Lindsay Yeager was studying abroad with the University of Delaware in Tanzania in January 2014 when she met a particularly extraordinary woman named Maggie Duncan Simbeye.
Simbeye is the founder of the Dare Women’s Foundation, a Tanzanian nonprofit actively working to improve the health and agency of women in rural Northern Tanzania. She’s also one of the only female safari guides in that country.
It was on one of those safaris that Yeager and Simbeye met. Yeager said they became close.
“I was asking her tons and tons of questions, and she would tell me about life as a woman in Tanzania,” said Yeager. “She mentioned many rural women don’t have access to feminine hygiene products.”
My goal is to empower women to do this themselves rather than donating and creating a source of dependency.
Yeager was intrigued. She wanted to know more.
“She was telling me how a lot of girls have a really difficult time attending school during menstruation without pads,” she said. “I would picture this little smart girl who loved learning and going to school but couldn’t go because she had her period. It’s so unfair.”
So Yeager decided to help through the Dare Women Foundation’s reusable pads project. Almost immediately, she began looking into ways to help from the U.S., where she found one volunteer who was manufacturing the pads and donating them to Tanzania. But that wasn’t enough.
“The next step was to turn it into a sustainable business,” said Yeager. “Redesigning the pads, figuring out how to get the fabric [to Tanzania] and have women employed and making the pads there rather than us making them here and donating them.”
Now, Yeager has assembled a team here in the U.S. — Morgan Lehr, Jaime Mayer, Lisa McBeth, Brenda Crowley, Lydia Gray and Laura Crepeau, with the all-important guidance of Simbeye from Tanzania. Simbeye’s role remains pivotal.
“My goal is to always listen to what women in Tanzania want,” said Yeager. “My goal is to empower women to do this themselves rather than donating and creating a source of dependency.”
After receiving help with exposure, networking and funding opportunities from UD’s Horn Program in Entrepreneurship, Yeager started a crowdfunding campaign for the project through Chuffed with a goal of $10,000.

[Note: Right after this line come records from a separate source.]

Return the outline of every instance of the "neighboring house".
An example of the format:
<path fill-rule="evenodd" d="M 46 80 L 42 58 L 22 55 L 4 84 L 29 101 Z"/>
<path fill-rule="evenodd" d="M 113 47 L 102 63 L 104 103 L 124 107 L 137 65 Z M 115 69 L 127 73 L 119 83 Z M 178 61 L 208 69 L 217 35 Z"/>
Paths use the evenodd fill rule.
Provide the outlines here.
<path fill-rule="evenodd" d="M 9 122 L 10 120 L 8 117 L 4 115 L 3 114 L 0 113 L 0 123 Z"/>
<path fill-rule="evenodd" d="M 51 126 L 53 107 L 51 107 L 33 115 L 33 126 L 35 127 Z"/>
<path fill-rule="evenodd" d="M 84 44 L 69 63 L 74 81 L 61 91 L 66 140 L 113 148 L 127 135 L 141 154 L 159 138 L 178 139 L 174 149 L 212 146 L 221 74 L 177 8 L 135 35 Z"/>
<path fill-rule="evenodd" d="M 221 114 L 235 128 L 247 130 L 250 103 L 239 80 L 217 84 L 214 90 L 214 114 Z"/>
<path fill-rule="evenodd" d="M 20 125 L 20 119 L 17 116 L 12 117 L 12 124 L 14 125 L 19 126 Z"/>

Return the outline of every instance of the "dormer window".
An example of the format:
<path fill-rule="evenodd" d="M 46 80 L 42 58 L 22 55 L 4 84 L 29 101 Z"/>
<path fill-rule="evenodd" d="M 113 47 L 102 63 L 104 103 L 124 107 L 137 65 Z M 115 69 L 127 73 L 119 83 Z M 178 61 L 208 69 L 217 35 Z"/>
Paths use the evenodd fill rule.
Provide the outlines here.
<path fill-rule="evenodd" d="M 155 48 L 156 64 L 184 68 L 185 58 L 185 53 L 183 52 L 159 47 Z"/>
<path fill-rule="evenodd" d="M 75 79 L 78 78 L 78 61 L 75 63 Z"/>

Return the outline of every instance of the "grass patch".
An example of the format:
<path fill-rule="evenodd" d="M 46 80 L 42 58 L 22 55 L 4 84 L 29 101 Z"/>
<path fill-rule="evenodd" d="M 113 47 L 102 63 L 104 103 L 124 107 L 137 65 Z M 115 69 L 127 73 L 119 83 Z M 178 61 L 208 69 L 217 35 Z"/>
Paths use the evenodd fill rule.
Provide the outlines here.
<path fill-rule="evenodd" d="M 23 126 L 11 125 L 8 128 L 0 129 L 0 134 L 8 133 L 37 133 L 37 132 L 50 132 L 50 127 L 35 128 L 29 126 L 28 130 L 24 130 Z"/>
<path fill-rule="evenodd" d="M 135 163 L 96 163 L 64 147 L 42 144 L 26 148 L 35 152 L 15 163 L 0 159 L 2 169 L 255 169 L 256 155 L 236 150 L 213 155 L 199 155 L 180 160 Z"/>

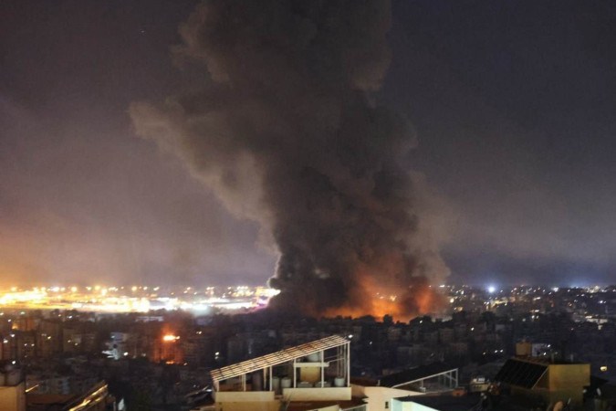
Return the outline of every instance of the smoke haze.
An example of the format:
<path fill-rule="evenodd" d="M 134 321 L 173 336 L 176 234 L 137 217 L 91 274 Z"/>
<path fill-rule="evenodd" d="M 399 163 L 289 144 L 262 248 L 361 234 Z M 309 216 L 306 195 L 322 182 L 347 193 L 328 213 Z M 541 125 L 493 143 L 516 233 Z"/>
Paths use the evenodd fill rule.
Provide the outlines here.
<path fill-rule="evenodd" d="M 137 133 L 181 157 L 279 256 L 275 307 L 408 317 L 448 269 L 411 172 L 412 129 L 374 102 L 390 63 L 381 1 L 211 1 L 173 58 L 201 90 L 133 103 Z"/>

Ready to be manufactured en masse by Tanzanian women, the product is out of the prototyping phase — Yeager would know. She uses them herself.
“I do not feel comfortable telling others to use these pads if I have not tried them out myself,” she said. “These pads would be a great solution for women anywhere in the world, regardless if we have access to feminine hygiene products or not.”